L'enquête sur l'évasion rocambolesque d'un détenu de la prison de Villepinte connaît un nouveau rebondissement judiciaire. Un surveillant pénitentiaire de l'établissement a été mis en examen et placé en détention provisoire, a-t-on appris ce week-end.

L'agent, dont l'identité n'a pas été divulguée, est soupçonné d'avoir participé à la fuite d'Ilyas Kherbouch, connu sous le surnom de « Ganito ». Ce multirécidiviste, impliqué dans des affaires de cambriolage, de séquestration et de home-jacking, s'était évadé de la maison d'arrêt de Villepinte le mois dernier.

Les faits remontent à la mi-mars. Ce jour-là, des individus se faisant passer pour des policiers étaient parvenus à faire sortir Kherbouch de l'enceinte pénitentiaire. Le détenu avait été repris par les forces de l'ordre le 20 mars, mettant fin à une cavale de plusieurs jours.

Dans le cadre des investigations ouvertes après cette évasion, trois personnes ont été interpellées et placées en garde à vue. Parmi elles figure ce surveillant pénitentiaire, dont le rôle exact dans l'opération est désormais examiné par la justice. Présenté à un juge d'instruction, il a été mis en examen pour des chefs qui n'ont pas été précisés publiquement à ce stade de la procédure. Le parquet a requis son placement en détention provisoire, décision confirmée par le juge des libertés et de la détention.

Une évasion préparée

L'enquête, confiée à la police judiciaire, tente de déterminer l'ensemble des complicités ayant permis cette évasion. L'hypothèse d'une préparation minutieuse est privilégiée par les enquêteurs. L'utilisation de faux uniformes et de véhicules banalisés pour faire croire à une intervention policière suggère une organisation rodée.

Le profil du détenu évadé, un multirécidiviste connu des services, interroge également sur les conditions de sa détention à Villepinte. Ilyas Kherbouch avait déjà été condamné à plusieurs reprises pour des faits de vols avec violence et de séquestration.

Les suites judiciaires

La mise en examen et l'incarcération du surveillant constituent une étape importante dans cette affaire. Elles ouvrent la voie à de potentielles confrontations et à l'audition d'autres témoins. Les autres personnes interpellées lors de l'opération pourraient également être déférées devant la justice dans les prochains jours.

Du côté de l'administration pénitentiaire, une enquête interne a été ouverte parallèlement à la procédure judiciaire. La direction de la prison de Villepinte n'a pas souhaité faire de commentaire sur cette affaire en cours.
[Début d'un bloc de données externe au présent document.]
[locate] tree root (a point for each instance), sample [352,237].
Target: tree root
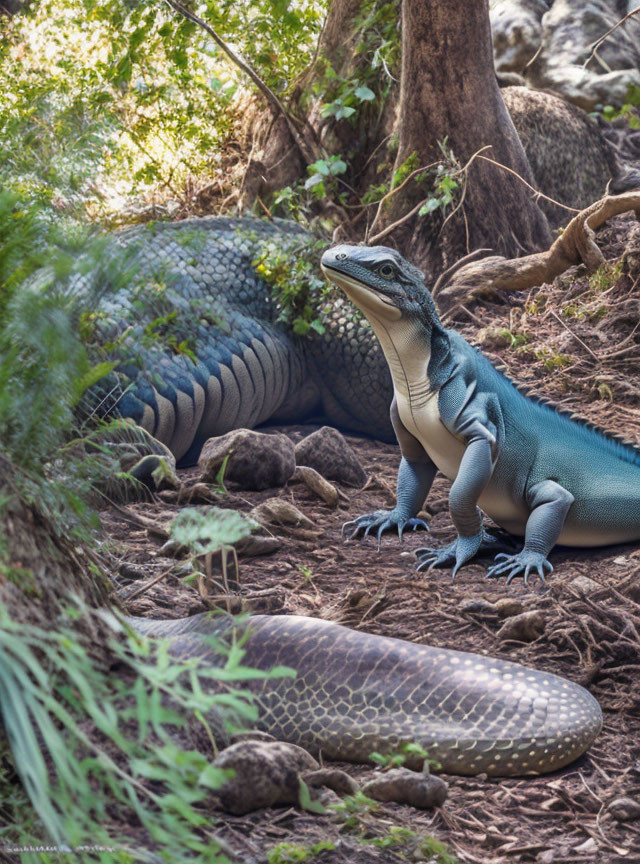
[576,245]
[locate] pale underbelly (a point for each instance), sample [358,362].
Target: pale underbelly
[446,451]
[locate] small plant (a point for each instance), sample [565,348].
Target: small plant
[353,809]
[207,531]
[299,289]
[323,174]
[605,276]
[289,853]
[408,752]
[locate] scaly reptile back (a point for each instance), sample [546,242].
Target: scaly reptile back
[355,693]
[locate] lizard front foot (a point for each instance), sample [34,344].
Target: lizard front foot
[462,550]
[380,521]
[524,563]
[454,555]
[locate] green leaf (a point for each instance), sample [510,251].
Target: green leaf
[429,206]
[305,801]
[337,166]
[364,94]
[344,111]
[314,180]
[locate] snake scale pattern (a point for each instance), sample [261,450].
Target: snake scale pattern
[356,693]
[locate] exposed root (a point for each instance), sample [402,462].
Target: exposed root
[576,245]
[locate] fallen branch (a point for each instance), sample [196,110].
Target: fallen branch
[576,245]
[266,91]
[595,45]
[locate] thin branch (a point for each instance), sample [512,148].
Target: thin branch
[595,45]
[528,185]
[264,88]
[397,223]
[396,189]
[576,245]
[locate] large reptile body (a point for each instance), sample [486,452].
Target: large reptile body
[536,472]
[250,366]
[355,694]
[243,364]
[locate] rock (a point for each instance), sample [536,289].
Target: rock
[256,461]
[479,608]
[266,773]
[624,809]
[408,787]
[584,585]
[524,627]
[199,493]
[257,544]
[317,483]
[156,472]
[517,30]
[276,513]
[507,607]
[327,451]
[569,29]
[332,778]
[588,847]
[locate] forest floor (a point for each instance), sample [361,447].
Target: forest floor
[590,637]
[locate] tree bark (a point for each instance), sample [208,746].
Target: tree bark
[449,92]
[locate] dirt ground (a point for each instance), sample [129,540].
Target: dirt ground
[592,638]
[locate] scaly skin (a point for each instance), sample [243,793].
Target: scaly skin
[249,366]
[355,694]
[536,472]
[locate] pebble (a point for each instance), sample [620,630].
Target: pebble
[333,778]
[408,787]
[328,452]
[624,809]
[266,773]
[276,512]
[255,460]
[524,627]
[317,483]
[507,607]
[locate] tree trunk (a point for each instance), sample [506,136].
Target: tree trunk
[449,92]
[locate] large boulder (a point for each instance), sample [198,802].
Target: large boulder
[255,460]
[516,26]
[328,452]
[265,773]
[569,30]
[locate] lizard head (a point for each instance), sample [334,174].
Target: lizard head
[380,283]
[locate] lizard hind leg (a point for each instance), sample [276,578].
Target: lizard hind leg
[549,504]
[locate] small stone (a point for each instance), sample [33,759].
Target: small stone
[256,461]
[276,512]
[584,585]
[408,787]
[317,483]
[624,809]
[173,549]
[478,607]
[156,472]
[266,773]
[257,544]
[507,607]
[328,452]
[588,846]
[524,627]
[332,778]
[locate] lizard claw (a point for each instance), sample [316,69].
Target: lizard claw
[523,563]
[380,521]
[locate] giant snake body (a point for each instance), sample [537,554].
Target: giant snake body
[355,694]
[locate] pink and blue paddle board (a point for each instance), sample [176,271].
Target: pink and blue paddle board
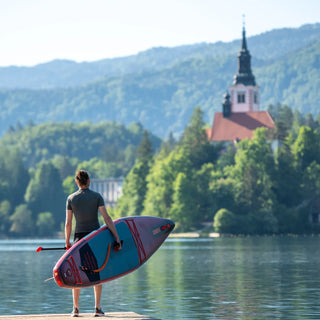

Les syndicats pénitentiaires ont exprimé leur inquiétude face à ce qu'ils considèrent comme une atteinte grave à la sécurité des établissements et au métier de surveillant.

L'affaire suscite également des interrogations au sein du monde judiciaire et policier sur les failles sécuritaires potentielles dans les prisons françaises. Plusieurs élus locaux ont appelé à ce que toute la lumière soit faite sur les circonstances de cette évasion.

L'audience de mise en examen du surveillant s'est tenue à huis clos, conformément au secret de l'instruction. Son avocat n'a pas souhaité s'exprimer publiquement à ce stade. La détention provisoire de l'agent pourra être contestée devant la chambre de l'instruction dans les prochains jours.